Every year, the fourth graders get to experience being business owners. The culmination of their Unit of Study on Economics (which falls under the Transdisciplinary Theme of How We Organize Ourselves) has them opening a business for their peers.
I may not be in fourth grade this year, but it's still one of my favorite summative assessment experiences ever. Most nine and ten year olds aren't terribly versed in finances. At all. And where I teach, most nine and ten year olds live a rather indulgent life. But for a good six weeks or so, they become more aware, more careful, and more involved in the way the world works when it comes to money.
Aside from the awesome summative, there are two reasons that I really like sharing this unit's learning experiences with the kids.
First, it's very heavily supported by literature. Good literature. Mostly picture books, too, though there are novels used for book clubs as well. I love reading aloud to my students. I love being able to pause and leave them hanging (literally filling the room with "c'mon Ms. Diem, don't stop there!" cries.) I also love watching the lightbulbs go off, almost like those little pop caps that explode when you throw them on the cement. With this unit being in the theme of organization, those lightbulbs often relate to the fact that connections are everywhere. EVERY. WHERE. The choice you make when picking out what you want for lunch does indeed connect to what the farmer grows, and so on and so on.
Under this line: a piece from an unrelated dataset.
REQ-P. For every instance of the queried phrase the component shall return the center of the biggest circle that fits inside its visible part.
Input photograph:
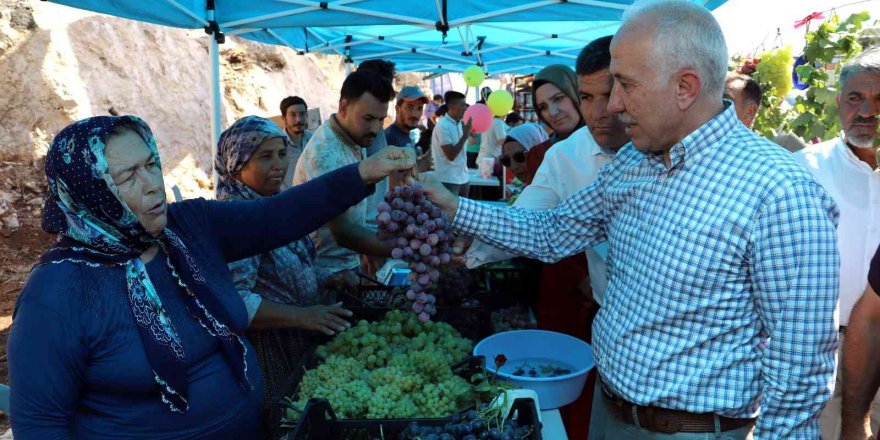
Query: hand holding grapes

Second, it's one of the most real-worldly connected units we've got. Yeah, sure, money always lends itself to real world, but this unit? It leads the real world into the classroom, and not the other way around. From watching T. Rowe Price commercials to determine how things are connected to each other, to simulations to experience market, command, and traditional economies, this unit brings the real experiences right into the room. We all know that real world experiences make the most meaningful learning, right? Right.
Anyway, this year's International Day of Trade (formerly, by the way, known as Market Day,) was another high energy experience. It seems that every year, the classes get more and more creative with their products and services. Third grade leads nicely into this unit, as they create a business plan for their summative assessment, and I love seeing how it all comes together in this fourth grade learning adventure!